Une statue qui ravive les plaies du passé colonial
Porté par la fondation Général Marcel Bigeard, ce projet d’ériger une statue de 3 mètres de haut à l’effigie de celui qui fut secrétaire d’État à la Défense de Valéry Giscard d’Estaing de 1975 à 1976, ne fait pas l’unanimité, loin s’en faut. Pour ses détracteurs, majoritairement issus des rangs de l’extrême-gauche, mais aussi des associations anticolonialistes et de défense des droits de l’Homme, cet hommage est une provocation et une insulte à la mémoire des victimes. Ils accusent le Général Bigeard d’avoir pratiqué la torture durant la Guerre d’Indochine et la Guerre d’Algérie, ce que l’intéressé a toujours nié.
Il ne peut y avoir d’hommage public à un général qui a théorisé la torture pendant la Guerre d’Algérie.
Une source proche du collectif “Histoire et Mémoire dans le respect des droits humains”.

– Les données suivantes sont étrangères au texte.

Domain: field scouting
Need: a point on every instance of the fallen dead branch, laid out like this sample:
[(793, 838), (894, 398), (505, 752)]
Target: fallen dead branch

Face à cette levée de boucliers, la municipalité de Toul assure avoir pris toutes les précautions, insistant sur la volonté de rendre hommage au soldat et non à l’homme politique. “Nous voulons célébrer les actes de bravoure du para, pas entrer dans les polémiques. Son passé en Indochine et en Algérie n’est pas le sujet”, martèle un élu sous couvert d’anonymat.
Une inauguration sous tension
Mais les opposants n’entendent pas en rester là. Dès l’annonce de la date d’inauguration, ils ont appelé à manifester pour empêcher ce qu’ils considèrent comme une “réhabilitation d’un tortionnaire”. “Bigeard à Toul, pas en notre nom !”, “Non à la statue de la honte !”, pouvait-on lire sur les pancartes brandies par les manifestants ce samedi, tenus à distance par un important dispositif policier.
En face, les partisans du général, souvent d’anciens combattants venus en uniforme, ont répondu “Honneur et Fidélité”, la devise des troupes aéroportées. “Le général Bigeard est un héros de la France, qui s’est toujours battu pour son pays. Lui refuser un hommage à cause d’accusations jamais prouvées, c’est indigne”, s’emporte l’un d’eux.
Le débat est loin d’être clos
Si la statue trône désormais fièrement sur l’esplanade qui porte le nom de Marcel Bigeard depuis 2012, la polémique, elle, est loin d’être terminée. Les associations ont d’ores et déjà annoncé leur intention de poursuivre le combat, sur le terrain judiciaire cette fois, pour obtenir le retrait de la statue. Un recours devant le tribunal administratif pourrait être déposé dans les prochains jours.
De son côté, la fondation Général Marcel Bigeard compte bien “continuer à honorer la mémoire de ce grand soldat” et prévoit déjà de nouveaux hommages dans d’autres villes de France. De quoi présager de nouvelles passes d’armes mémorielles dans les mois à venir autour de ce personnage qui, plus de 10 ans après sa mort, continue de diviser. Comme si, à travers les controverses autour du général Bigeard, c’était une partie de l’Histoire de France et de ses zones d’ombre qui se rejouait.
Tant que la France n’aura pas fait la lumière sur les pages sombres de son histoire coloniale, les fantômes continueront de resurgir et de diviser.
Analyse un historien spécialiste de la période.
L’inauguration de la statue du général Bigeard à Toul est donc loin d’avoir mis un point final à la controverse. Elle a au contraire ravivé un débat douloureux et plus que jamais d’actualité sur la mémoire des guerres coloniales et le rôle trouble de certains de ses acteurs. Un débat dans lequel la France peine toujours à affronter avec sérénité son passé.